Antiquités judaïques - Flavius Josèphe

LIVRE XIII

CHAPITRE V
Jonathan envoie des renforts à Démétrius ; le peuple d'Antioche s'insurge contre Démétrius, la révolte est matée grâce aux soldats Juifs ; par la suite, Tryphon, un ancien général d'Alexandre, défait Démétrius ; le jeune Antiochus Dionysos prend le pouvoir et s'allie à Jonathan ; Jonathan fait amitié avec les habitants de Gaza après un siège de leur ville ; il vainc les généraux de Démétrius à Asor ; il renouvelle l'amitié avec Rome et Sparte ; nouvelle victoire sur les généraux de Démétrius ; prise de Jopé ; il forme le projet de restaurer les murailles de Jérusalem, de reconstruire la partie détruite de l'enceinte du Temple et de construire un autre mur au milieu de la ville.

Complot de Tryphon.

1.[1] Ces mauvaises dispositions des soldats contre Démétrius furent aperçues par un ancien général d'Alexandre, Diodotos, d'Apamée, surnommé Tryphon. Il se rendit auprès de l'Arabe Malchos[2], qui élevait le fils d'Alexandre, Antiochus, révéla à ce chef le mécontentement de l'armée à l'égard de Démétrius, et le pressa de lui confier Antiochus, voulant, disait-il, le faire roi et lui rendre le trône de son père. Malchos résista d’abord, par défiance ; beaucoup plus tard, sur les insistances prolongées de Tryphon, il se laissa convaincre et amener à ce que celui-ci lui demandait. Tels étaient les mouvements de ce côté.

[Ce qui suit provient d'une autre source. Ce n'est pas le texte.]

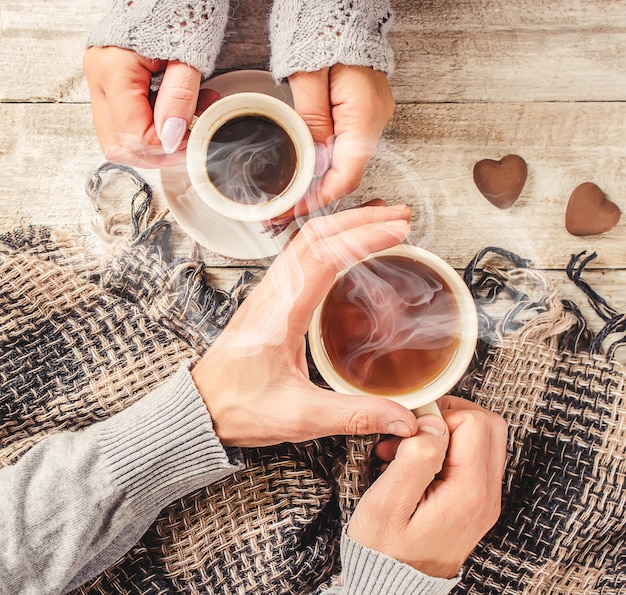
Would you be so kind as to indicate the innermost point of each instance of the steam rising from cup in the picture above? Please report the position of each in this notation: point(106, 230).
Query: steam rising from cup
point(400, 324)
point(390, 324)
point(250, 157)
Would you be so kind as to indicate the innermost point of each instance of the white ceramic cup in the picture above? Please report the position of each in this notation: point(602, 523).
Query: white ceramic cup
point(240, 105)
point(420, 400)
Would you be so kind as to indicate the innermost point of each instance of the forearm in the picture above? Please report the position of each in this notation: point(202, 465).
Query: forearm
point(189, 31)
point(79, 500)
point(367, 571)
point(307, 35)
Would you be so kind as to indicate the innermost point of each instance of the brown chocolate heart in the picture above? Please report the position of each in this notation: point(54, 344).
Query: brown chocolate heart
point(589, 212)
point(501, 182)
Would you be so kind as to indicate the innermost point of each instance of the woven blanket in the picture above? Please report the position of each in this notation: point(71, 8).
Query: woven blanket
point(81, 334)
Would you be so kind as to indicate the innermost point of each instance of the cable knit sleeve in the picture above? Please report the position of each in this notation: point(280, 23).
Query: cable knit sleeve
point(190, 31)
point(313, 34)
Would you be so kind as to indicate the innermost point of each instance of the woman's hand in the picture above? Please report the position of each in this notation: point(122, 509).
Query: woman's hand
point(346, 109)
point(440, 490)
point(134, 125)
point(254, 379)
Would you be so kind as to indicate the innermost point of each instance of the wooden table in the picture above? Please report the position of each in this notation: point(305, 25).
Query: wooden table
point(474, 79)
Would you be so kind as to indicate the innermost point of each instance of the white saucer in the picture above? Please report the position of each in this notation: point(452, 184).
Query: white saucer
point(200, 222)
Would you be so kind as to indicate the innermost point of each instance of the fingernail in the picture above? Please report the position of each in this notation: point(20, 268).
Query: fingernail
point(432, 424)
point(173, 133)
point(322, 162)
point(399, 208)
point(399, 223)
point(399, 428)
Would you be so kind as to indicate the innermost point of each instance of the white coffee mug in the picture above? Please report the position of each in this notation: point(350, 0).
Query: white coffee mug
point(242, 105)
point(419, 399)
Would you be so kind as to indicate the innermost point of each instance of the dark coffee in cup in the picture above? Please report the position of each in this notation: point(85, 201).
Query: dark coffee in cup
point(251, 159)
point(390, 325)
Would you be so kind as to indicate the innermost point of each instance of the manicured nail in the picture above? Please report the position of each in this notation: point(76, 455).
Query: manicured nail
point(173, 133)
point(322, 161)
point(432, 424)
point(399, 208)
point(399, 428)
point(399, 223)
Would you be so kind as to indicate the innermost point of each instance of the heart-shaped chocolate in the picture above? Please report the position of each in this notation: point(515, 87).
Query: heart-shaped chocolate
point(589, 212)
point(501, 182)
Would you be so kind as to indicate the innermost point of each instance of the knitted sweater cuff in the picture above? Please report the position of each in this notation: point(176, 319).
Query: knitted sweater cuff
point(307, 35)
point(164, 446)
point(367, 571)
point(190, 31)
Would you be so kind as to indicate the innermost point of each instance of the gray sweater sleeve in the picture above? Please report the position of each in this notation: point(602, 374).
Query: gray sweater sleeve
point(190, 31)
point(313, 34)
point(367, 571)
point(77, 501)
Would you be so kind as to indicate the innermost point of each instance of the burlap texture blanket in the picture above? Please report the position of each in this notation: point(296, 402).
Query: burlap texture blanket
point(82, 335)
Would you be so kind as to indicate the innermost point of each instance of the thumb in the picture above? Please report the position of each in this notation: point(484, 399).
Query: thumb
point(175, 104)
point(360, 415)
point(311, 99)
point(418, 460)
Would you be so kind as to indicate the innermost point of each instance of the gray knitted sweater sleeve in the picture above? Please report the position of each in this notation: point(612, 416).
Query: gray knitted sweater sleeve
point(313, 34)
point(304, 34)
point(190, 31)
point(77, 501)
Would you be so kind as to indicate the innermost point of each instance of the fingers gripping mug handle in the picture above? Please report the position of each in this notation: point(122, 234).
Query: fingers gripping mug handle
point(428, 409)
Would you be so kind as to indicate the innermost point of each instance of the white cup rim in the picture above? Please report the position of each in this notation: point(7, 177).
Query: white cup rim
point(242, 104)
point(440, 385)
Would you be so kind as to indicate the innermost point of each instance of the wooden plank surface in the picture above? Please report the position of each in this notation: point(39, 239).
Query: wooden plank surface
point(474, 79)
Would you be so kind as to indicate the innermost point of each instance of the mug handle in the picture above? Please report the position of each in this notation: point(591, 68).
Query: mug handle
point(429, 409)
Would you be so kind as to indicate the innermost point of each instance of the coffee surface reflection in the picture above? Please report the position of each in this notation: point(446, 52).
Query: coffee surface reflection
point(390, 325)
point(251, 159)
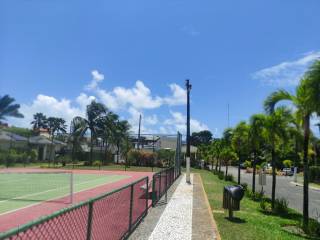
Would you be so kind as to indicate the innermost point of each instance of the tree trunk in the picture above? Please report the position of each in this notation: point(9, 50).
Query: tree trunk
point(306, 172)
point(274, 179)
point(91, 147)
point(217, 163)
point(239, 170)
point(226, 174)
point(254, 165)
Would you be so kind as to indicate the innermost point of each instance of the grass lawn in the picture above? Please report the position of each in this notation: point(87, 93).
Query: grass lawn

[1] I Maccabées, 11, 39.40. Mais ce récit est plus abrégé que celui de Josèphe : il omet le vrai nom et la patrie de Tryphon, les hésitations de Malchos, etc.

[2] En réalité [hébreu], Iamblique, comme l'appelle Diodore (Εἰμαλκουαί Maccabées).

Jonathan aide Démétrius à réprimer la révolte d'Antioche. Défaite de Démétrius par Tryphon.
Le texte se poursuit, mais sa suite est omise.